I will hopefully find a good home for him that will at least keep me updated! I personally wouldn't wanna see him all the time though, its hard cos knowing I'm not riding him atm and watching others is hard at times. I'd rather not have the emotional distress to be quite honest! I'll see him out in the show ring now and then I'm sure and I'd be fine with that.
x


----------



## ohmyitschelle (Aug 23, 2008)

zanytactics said:


> that seems far too cheap. If he was in the US you could make some bucks with him. Very cute!


Unfortunately, the horse market here isn't doing incredibly well.
And also being a Standardbred does limit his interest. Silly I know, he goes better than a lot of horses I know, but because of his breed, he may not get a great deal of interest. I sure hope because he's a fancy boy that people will have a look anyways!
x


----------



## ohmyitschelle (Aug 23, 2008)

booner said:


> Very pretty boy and great pics! hope you find the 'perfect' buyer.


Thank you, I do also!
x


----------



## RedHawk (Jun 16, 2008)

If only I lived in NZ... *sigh* I really like Standies, for lots of reasons, and he'd be the exact sort of SB i'd be interested in buying. 
All the best in finding him a good home!!!


----------



## ohmyitschelle (Aug 23, 2008)

RedHawk said:


> If only I lived in NZ... *sigh* I really like Standies, for lots of reasons, and he'd be the exact sort of SB i'd be interested in buying.
> All the best in finding him a good home!!!


Aw!!
He certainly will be an amazing horse for someone! Thank you!
x


----------



## jiffers328 (May 29, 2008)

he is super gorgeous! how many hands?


----------



## KGImages (Jan 10, 2009)

He is a handsome chap isn't he!
You could get more for him. He could be one talented horse!
*Pfff* I would buy him if I had the money to import him.. I'm just not that rich yet. =P

Succes selling him!


----------



## ohmyitschelle (Aug 23, 2008)

jiffers328 said:


> he is super gorgeous! how many hands?


Thank you!
He's not officially measured but is according to my tape measurement 16.1hh.
x


----------



## ohmyitschelle (Aug 23, 2008)

KGImages said:


> He is a handsome chap isn't he!
> You could get more for him. He could be one talented horse!
> *Pfff* I would buy him if I had the money to import him.. I'm just not that rich yet. =P
> 
> Succes selling him!


Aw thank you!
I have to admit I'm actually doubting my decision to let him go... so I'm going out to ride him today and fingers crossed I don't have a bad ride and suck too much for him!
x


----------



## ohmyitschelle (Aug 23, 2008)

Just thought I'd say to those who are interested - rode Evo the other day, was completely overwhelmed and my knee held out!
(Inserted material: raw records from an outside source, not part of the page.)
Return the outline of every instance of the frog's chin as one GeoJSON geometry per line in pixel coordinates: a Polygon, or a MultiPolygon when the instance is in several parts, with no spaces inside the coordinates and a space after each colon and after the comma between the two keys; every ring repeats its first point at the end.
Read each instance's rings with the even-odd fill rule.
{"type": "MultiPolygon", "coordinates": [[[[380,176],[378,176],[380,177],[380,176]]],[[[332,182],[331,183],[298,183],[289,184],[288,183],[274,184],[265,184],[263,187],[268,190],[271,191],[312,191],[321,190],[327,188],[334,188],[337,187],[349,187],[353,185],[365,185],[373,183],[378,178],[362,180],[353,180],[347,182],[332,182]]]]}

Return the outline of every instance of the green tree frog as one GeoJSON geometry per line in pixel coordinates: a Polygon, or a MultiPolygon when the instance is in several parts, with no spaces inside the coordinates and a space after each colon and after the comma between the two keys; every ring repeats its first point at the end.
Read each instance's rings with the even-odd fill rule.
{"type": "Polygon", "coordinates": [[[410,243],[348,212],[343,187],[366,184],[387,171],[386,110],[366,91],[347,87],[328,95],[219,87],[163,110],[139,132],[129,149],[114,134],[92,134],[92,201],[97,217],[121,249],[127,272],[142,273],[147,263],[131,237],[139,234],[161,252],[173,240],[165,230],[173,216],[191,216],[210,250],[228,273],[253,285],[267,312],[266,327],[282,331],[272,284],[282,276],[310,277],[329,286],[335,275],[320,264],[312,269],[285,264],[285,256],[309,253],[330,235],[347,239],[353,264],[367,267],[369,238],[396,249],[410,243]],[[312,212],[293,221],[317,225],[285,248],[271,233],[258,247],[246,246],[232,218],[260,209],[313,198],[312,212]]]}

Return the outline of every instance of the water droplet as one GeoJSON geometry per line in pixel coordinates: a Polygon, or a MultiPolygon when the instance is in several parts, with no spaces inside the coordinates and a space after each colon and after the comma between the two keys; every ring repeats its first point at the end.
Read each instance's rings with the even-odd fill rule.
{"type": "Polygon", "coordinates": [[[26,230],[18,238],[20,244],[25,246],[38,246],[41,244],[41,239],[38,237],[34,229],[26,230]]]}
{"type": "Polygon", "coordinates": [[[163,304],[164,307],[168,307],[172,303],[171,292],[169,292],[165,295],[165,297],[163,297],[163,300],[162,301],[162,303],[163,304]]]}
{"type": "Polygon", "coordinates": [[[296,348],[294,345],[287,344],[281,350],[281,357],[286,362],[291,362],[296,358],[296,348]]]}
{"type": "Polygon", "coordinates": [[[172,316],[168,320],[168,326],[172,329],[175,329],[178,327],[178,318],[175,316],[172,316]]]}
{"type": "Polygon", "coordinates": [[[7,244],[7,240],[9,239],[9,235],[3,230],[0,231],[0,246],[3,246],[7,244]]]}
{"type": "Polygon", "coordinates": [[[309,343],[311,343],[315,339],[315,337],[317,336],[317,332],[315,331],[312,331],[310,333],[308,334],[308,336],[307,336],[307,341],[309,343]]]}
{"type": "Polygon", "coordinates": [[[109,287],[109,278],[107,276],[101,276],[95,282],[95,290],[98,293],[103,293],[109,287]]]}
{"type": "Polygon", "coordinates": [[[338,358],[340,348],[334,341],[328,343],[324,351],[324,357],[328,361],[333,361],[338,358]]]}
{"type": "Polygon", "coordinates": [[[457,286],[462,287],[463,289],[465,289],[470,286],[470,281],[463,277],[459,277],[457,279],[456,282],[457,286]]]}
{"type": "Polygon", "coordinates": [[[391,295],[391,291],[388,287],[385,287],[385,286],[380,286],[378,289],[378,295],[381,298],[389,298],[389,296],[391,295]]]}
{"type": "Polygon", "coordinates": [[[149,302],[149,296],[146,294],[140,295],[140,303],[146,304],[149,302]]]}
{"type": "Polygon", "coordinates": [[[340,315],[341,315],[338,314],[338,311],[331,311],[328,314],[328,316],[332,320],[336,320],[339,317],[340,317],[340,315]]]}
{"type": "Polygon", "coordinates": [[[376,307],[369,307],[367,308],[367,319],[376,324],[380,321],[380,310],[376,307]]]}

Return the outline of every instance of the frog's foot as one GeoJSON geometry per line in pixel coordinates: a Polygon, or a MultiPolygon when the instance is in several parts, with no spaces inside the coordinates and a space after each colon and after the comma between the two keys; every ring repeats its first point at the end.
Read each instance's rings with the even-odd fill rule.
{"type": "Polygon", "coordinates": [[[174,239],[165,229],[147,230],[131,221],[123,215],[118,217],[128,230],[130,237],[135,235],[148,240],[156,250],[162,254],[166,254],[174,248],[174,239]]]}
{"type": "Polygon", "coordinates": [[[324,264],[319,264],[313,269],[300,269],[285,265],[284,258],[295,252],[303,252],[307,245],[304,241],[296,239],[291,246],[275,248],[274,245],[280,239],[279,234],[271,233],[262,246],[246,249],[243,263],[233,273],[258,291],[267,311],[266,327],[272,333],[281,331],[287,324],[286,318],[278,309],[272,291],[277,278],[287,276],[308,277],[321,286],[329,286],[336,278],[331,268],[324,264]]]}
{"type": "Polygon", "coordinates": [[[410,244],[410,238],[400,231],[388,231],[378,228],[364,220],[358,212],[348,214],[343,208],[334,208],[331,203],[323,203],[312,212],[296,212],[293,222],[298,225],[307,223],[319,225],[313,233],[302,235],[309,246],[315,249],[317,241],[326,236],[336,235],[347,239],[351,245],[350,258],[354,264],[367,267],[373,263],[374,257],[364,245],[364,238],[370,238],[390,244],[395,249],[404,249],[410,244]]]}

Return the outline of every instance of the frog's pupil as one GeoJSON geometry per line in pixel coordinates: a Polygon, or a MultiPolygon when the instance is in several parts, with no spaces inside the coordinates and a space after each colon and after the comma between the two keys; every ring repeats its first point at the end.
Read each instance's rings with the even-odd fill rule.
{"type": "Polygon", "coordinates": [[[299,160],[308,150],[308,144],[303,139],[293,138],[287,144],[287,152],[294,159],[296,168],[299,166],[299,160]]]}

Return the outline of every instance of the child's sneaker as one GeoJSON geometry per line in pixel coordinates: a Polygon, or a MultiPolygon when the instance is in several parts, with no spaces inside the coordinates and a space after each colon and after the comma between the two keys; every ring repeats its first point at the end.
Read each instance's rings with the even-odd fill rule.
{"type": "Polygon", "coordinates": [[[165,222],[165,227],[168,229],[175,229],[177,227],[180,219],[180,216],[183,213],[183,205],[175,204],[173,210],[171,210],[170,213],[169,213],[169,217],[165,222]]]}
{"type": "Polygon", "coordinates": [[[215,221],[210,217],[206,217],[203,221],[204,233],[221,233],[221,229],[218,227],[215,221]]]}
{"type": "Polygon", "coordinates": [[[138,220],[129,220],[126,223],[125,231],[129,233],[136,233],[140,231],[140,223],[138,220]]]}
So I've decided to keep him for now... and enjoy all that he has to offer  So relieved to be keeping my man <3
x


----------



## ShowJumpLife (Jan 17, 2009)

My god! Thats the first standy I have EVER looked at and gone WOW!

Thats a specail lad you got there.


----------



## XxXequinegrlXxX (May 24, 2008)

he is gorgeous .. it looks like his training is coming along quite nicely ;]


----------



## ohmyitschelle (Aug 23, 2008)

ShowJumpLife said:


> My god! Thats the first standy I have EVER looked at and gone WOW!
> 
> Thats a specail lad you got there.


 
I know this an old reply, but I hadn't seen it... thank you soo much! He's very special, I love him to bits!
x


----------



## ohmyitschelle (Aug 23, 2008)

XxXequinegrlXxX said:


> he is gorgeous .. it looks like his training is coming along quite nicely ;]


Thank you... I wish it were still the case... he's out of work at the moment due to my broken leg... but he'll get back into it soon!
x


----------



## FGRanch (Feb 9, 2008)

Sorry to hear about your leg, I really hope that you are able to keep him! He looks like an amazing horse!


----------



## ohmyitschelle (Aug 23, 2008)

FehrGroundRanch said:


> Sorry to hear about your leg, I really hope that you are able to keep him! He looks like an amazing horse!


This thread was from a while ago.
I have kept my boy, he's not going anywhere... I rode him the day of my accident before I broke my leg... so odd but thankfully good that it wasn't on him that I broke it. 
x


----------



## horseMAD (Jan 6, 2009)

Sad he has top sell, he looks so honest and tries anything and everything which comes in his way!


----------



## ohmyitschelle (Aug 23, 2008)

horseMAD said:


> Sad he has top sell, he looks so honest and tries anything and everything which comes in his way!


This is an old thread... I made the mistake of replying to a comment I hadn't seen haha.
He hasn't gone... he's still my baby and is happily in my paddock right now :lol:
x


----------



## midnightbright (Apr 19, 2009)

Awsome pictures!


----------